Let the River Run - Cover

Let the River Run

Copyright© 2026 by Jody Daniel

Chapter 17

Skukuza. Ranger station. Gustav’s office

There was something about Gustav’s office that always made me feel as though I’d stepped into the war room of a campaign rather than a ranger station in the middle of the bush.

The room smelled faintly of old paper, coffee that had been left standing too long, and the dry, sun-baked dust that seemed to cling to everything in Skukuza. Maps covered almost every inch of the walls—Kruger spread out in green and ochre veins, dotted with coloured pins, scribbled notes, and circles drawn in thick red marker around the problem areas. Through the open window, the distant thrum of cicadas and the occasional cry of a hornbill drifted in, mixing strangely with the hum of the ceiling fan that rotated with lazy indifference overhead.

We were all gathered around Gustav’s scarred conference table.

Gustav sat at the head, broad shoulders squared, reading glasses halfway down his nose like some battlefield general reviewing troop movements. Wolfie sat to his right, arms folded and face unreadable as ever. Steve leaned back in his chair with the kind of ease that suggested he either had supreme confidence or absolutely no concern for consequences.

Kait sat opposite me.

And me?

I was trying very hard to focus on the meeting and not on the way the morning light caught the copper strands in her hair.

Trying. Not always succeeding.

“My teams are already at the different sites of concern. Three camps needed to be drained, and they had started this morning at 07:00 to drain the camps,” Steve reported, his deep voice filling the room. He tapped a finger on one of the maps for emphasis. “Only Sirheni still needs to be breached. The holes for the cracking agent have been drilled, and the delivery of the bags is expected today.”

“Good!” Gustav said with a decisive nod, though it was clear he was replying more to his own assessment than to anyone else.

Then he turned his attention to Kait.

“Are you done with your survey, Miss Fourie, or is there something else to take care of?”

Kait straightened slightly in her chair. Calm. Professional. Completely composed.

“No, I’m done.”

Done.

The word landed in my head with far more weight than it should have.

Done meant she’d be leaving.

Gustav steepled his fingers and regarded her over the top of his glasses.
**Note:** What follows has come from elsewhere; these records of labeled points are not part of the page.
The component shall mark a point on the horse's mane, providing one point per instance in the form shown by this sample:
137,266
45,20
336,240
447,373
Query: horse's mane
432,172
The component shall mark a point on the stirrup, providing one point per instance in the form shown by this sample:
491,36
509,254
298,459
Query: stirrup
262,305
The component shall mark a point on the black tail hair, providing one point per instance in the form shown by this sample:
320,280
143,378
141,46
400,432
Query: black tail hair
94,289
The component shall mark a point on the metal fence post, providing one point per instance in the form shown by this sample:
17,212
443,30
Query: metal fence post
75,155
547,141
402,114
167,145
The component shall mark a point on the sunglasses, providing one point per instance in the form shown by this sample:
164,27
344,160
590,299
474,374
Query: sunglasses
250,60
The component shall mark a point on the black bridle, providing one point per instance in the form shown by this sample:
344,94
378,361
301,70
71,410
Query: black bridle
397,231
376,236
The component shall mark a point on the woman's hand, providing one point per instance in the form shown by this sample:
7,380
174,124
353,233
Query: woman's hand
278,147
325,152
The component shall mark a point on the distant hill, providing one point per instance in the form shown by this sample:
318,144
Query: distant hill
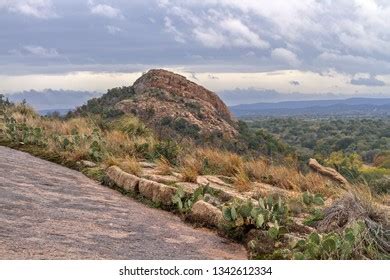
321,108
167,101
53,100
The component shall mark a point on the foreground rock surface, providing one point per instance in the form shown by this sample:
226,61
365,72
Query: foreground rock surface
51,212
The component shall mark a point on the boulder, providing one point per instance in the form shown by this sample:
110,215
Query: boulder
88,164
206,214
124,180
156,192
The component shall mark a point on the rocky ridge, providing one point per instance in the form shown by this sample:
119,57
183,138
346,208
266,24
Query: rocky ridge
163,98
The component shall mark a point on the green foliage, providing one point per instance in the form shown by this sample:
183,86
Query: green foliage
185,202
320,137
104,105
259,140
269,214
310,199
131,126
22,133
352,243
315,216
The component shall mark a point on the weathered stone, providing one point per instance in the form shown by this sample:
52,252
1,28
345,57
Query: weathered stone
156,192
163,179
206,214
189,188
51,212
171,96
88,164
122,179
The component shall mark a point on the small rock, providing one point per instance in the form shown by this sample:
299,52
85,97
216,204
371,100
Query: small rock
206,214
122,179
156,192
88,164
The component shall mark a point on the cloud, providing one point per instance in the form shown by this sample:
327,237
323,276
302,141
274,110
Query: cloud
285,56
113,29
105,10
37,51
359,30
41,51
295,83
179,37
369,82
42,9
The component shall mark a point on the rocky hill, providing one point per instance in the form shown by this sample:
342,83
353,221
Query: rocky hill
168,101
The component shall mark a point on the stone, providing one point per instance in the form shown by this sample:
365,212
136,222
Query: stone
206,214
160,94
88,164
124,180
156,192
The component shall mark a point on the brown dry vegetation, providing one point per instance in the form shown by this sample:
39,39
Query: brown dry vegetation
126,142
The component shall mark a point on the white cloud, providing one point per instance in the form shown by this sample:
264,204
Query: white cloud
113,29
169,27
105,10
209,37
241,35
285,56
42,9
37,51
353,30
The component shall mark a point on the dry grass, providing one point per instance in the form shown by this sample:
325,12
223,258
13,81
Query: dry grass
217,162
190,169
256,169
359,205
131,165
315,183
241,181
118,143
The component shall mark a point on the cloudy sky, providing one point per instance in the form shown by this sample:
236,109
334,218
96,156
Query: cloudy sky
289,46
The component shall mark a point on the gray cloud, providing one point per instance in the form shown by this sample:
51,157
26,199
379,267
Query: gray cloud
370,82
42,9
53,99
295,83
210,35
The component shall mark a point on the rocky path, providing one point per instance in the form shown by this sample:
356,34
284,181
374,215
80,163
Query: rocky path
50,212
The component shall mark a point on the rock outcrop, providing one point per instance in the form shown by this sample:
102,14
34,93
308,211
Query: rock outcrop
163,98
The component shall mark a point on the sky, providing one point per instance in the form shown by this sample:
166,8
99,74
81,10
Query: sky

“But you will be staying on, I suppose...”

There was just enough of a pause to make me suspicious that the old fox knew exactly what he was doing.

Kait shook her head lightly.

“I need to bum a lift over to Sabi Sabi to get my personal bakkie from there.”

I should have known what was coming next.

Gustav slowly turned his head toward me.

The man didn’t even need to speak at first. That raised eyebrow of his had become legendary around the station.

“I think Adrian can assist you there...”

Every eye in the room shifted to me.

Perfect.

“Yeah ... sure,” I said, trying for casual and probably landing somewhere closer to resigned. “The one Squirrel is scheduled for a five-hundred-hour inspection, and the other one will be deployed to Punda Maria to assist in the game darting mission there.”

Gustav nodded. “So that leaves only your bird available for rapid deployment?”

“Yes.”

He leaned back in his chair and gave one of those infuriatingly calm shrugs.

“I don’t foresee any emergency arising in the next two hours, so give Miss Fourie a hitch-ride over to Sabi Sabi and report back here.”

Now, any sensible person would have simply said, Yes, sir.

Unfortunately, I have never had the good fortune of being a sensible person.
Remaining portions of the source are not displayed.